Dietro ogni atleta di successo c’è sempre un allenatore, che spesso lavora nell’ombra, lontano dalle luci della ribalta, svolgendo però un ruolo fondamentale, che merita di essere raccontato. Per questo abbiamo incontrato Vanna Radi, allenatrice della campionessa di atletica valdelsana Irene Siragusa.
Come nasce il tuo rapporto professionale e personale con Irene?
«Irene l’ho conosciuta quando era piccola, frequentava le scuole medie. Veniva al campo una o due volte a settimana, per cui non la vedevo molto spesso. All’epoca io allenavo altri ragazzi, ma conoscevo sua madre e sua zia, con cui avevo fatto atletica leggera da giovane. Nel maggio del 2009 Irene e la sua famiglia hanno deciso di cambiare tecnico e così ho iniziato ad allenarla. Da lì è iniziato questo percorso, che dura da più di 10 anni e direi che procede bene».
Com’è la giornata tipo di un atleta e di un’allenatrice?
«Io non faccio l’allenatrice a tempo pieno, ho un altro lavoro, e buona parte della mia giornata è dedicata a quella che è la mia vera attività lavorativa. Quando esco dal lavoro ci troviamo al campo e facciamo le nostre sedute di allenamento, che variano a seconda delle giornate, dalle due alle tre ore, in campo e in palestra».
Come vivi la gara? Non affrontarla in prima persona ti trasmette più o meno ansia?
«Più che ansia la chiamerei condivisione d’intenti e di paure con Irene. Quando arriva il momento della gara mi chiedo sempre se ho fatto tutto come dovevo e a volte mi vengono mille dubbi, penso che magari se avessi fatto qualcos’altro sarebbe successo qualcosa di diverso. In fondo, però, so che se siamo arrivate a quel punto è perché sono state prese delle decisioni ed è stato fatto un percorso in cui crediamo, altrimenti non lo avremmo intrapreso. C’è un po’ di paura per il risultato, ma c’è anche la consapevolezza che è stato fatto il possibile».
Qual è stato il momento più emozionante in questi anni?
«Quando Irene ha vinto l’oro alle Universiadi, ma più che il momento della vittoria, visto che io la guardavo in televisione, è stato emozionante quando è tornata da Taipei. Non me lo aspettavo, ma lei mi è saltata praticamente addosso e ci siamo abbracciate, è stato il coronamento di tutto il lavoro che avevamo fatto fino ad allora. Era ciò che cercava lei e ciò che io desideravo per lei, riuscire a realizzare uno dei suoi sogni, farle ottenere un risultato prestigioso a livello internazionale. In quell’occasione si è anche qualificata per i mondiali».

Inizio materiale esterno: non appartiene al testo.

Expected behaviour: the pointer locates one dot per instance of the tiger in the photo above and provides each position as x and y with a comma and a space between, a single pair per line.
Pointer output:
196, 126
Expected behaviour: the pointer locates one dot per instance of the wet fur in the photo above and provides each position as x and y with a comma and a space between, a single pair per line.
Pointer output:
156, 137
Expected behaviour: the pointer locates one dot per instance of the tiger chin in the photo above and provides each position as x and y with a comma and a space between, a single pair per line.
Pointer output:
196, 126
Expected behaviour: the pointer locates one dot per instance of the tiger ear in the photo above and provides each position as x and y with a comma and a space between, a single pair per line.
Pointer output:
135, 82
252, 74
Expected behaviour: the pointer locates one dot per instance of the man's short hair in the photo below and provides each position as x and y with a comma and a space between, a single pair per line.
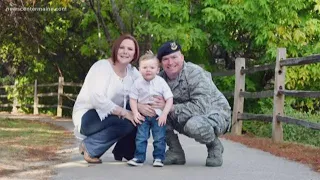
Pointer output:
168, 48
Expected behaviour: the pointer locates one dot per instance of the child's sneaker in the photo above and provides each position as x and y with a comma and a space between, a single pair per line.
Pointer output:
157, 163
135, 162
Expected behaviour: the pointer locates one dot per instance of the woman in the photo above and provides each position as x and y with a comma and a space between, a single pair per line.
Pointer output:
99, 114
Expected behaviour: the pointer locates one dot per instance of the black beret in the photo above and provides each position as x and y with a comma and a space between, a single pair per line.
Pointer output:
168, 48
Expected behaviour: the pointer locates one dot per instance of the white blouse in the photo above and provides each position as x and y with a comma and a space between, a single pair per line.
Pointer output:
103, 90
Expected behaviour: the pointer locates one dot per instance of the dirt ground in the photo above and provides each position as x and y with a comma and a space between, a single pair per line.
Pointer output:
305, 154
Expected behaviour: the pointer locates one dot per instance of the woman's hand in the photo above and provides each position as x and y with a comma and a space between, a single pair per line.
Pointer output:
146, 110
158, 102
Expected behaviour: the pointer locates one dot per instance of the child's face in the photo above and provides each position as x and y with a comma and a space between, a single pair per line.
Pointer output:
149, 68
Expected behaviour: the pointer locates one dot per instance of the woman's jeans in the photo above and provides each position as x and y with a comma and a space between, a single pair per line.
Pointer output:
143, 134
101, 135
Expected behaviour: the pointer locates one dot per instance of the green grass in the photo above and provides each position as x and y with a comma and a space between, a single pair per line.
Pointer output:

Riesci a girare il mondo con Irene?
«Il problema è il lavoro, a volte riesco a ritagliarmi dei periodi di ferie quando lei ha le gare più importanti a livello internazionale, ma non sempre ci riesco. Quando era più piccola era più semplice perché si sapeva che aveva un solo appuntamento internazionale all’anno che cadeva quasi sempre nel periodo di luglio. Adesso che gli appuntamenti sono un po’ più spalmanti nel corso dell’anno diventa più difficile».
Cos’ha dato il territorio a Irene?
«È stato fondamentale, credo che lei si riconosca molto nella sua terra, nella sua città, anche perché qui ha la sua famiglia e i suoi amici. Per quello che posso capire, si sente molto sicura qui, è felice di vivere nel territorio in cui è nata e cresciuta».
Cosa consigli a chi vuole incominciare a praticare atletica?
«È un’attività che o la ami o la odi. Io ho fatto questa scelta quando ero ancora molto giovane, ho cominciato ad allenare che non avevo ancora 18 anni e non ho mai smesso. Sono molto felice di quello che faccio perché è quello che mi piace. Il mio consiglio è scegliere di fare ciò che dà gioia e soddisfazione. Se si sceglie un’attività pensando solo al risultato, per ottenere la fama e la gloria, allora non conviene, non è la strada giusta».